Can you point me to an article you write about these numbers? To me I feel Miles is going to be one of those generation characters so even with 2800 copies that’s low compared to his potential fan base. But I’d love to read your thinking behind it.

Joseph Overaitis January 12, 2022 - 10:55 pm

Jason

Welcome to the boards. On these boards I am always looking at the numbers.

https://blog.gocollect.com/the-impact-of-changing-demographics-comic-book-investing/

In that article I looked at the changing demographics in comics and how the population is aging. In that part I analyzed some numbers that people should be aware of when it comes to collectors.

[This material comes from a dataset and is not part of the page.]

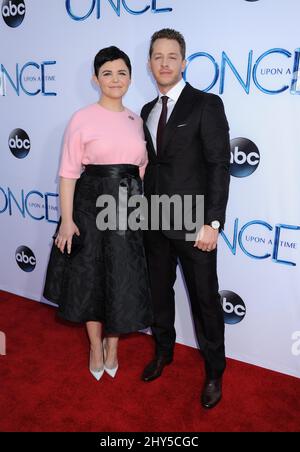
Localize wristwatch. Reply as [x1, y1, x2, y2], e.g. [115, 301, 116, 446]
[210, 220, 221, 230]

Miles was analyzed in that article but it also has a link to another article I looked at Miles numbers.

https://blog.gocollect.com/6-month-review-ultimate-fallout-4-ive-changed-my-mind/

Here is where I reviewed a person who changed his mind on buying UF4. I looked at the numbers to see what changed his mind beyond the selling prices.

Jason what always scares me is the numbers. Less younger fans buying this book scares me. An older population of collectors versus a younger book that they may not have an interest beyond his MCU potential scares me. I agree that he is a generational character but one has to ask who are holding those books and what are they waiting for? Most I know are waiting for the MCU payday,but will that mean a long term success for the book. I am seeing those same people now buying the first appearance of SpiderGwen too. These people are looking to make a killing. Everyone is grading their books but what scares me is what happens if they start to flood the market. The baseball card craze i too bought all those cards but the problem I had was when EVERYONE went to sell them. Cards I purchased for hundreds were not worth much anymore. What is a great feature too on the site is you can see if a book sells again. I mean the same book. I have seen people flip this book quickly and it makes me again wonder. This is a book that might be a nice part of your portfolio but be wary of investing in it to the point it makes up a large part. In articles I post I mention diversification of your comic book investment portfolio and people read one recommendation and assume I am against a book. UF4 to me is being placed as a blue chip stock that can not lose its value and will only go up. That is what scares me.

Joseph Overaitis January 11, 2022 - 10:11 am

PS Jack

You may want to read my upcoming article on grading where I talked with the president of CGC. Great insight on grading and books.

Reply
spidertim January 11, 2022 - 11:54 pm

excellent advice on this article!

Reply
Joseph Overaitis January 12, 2022 - 10:31 pm

Thank you. We try to put forth good articles that will help our readers.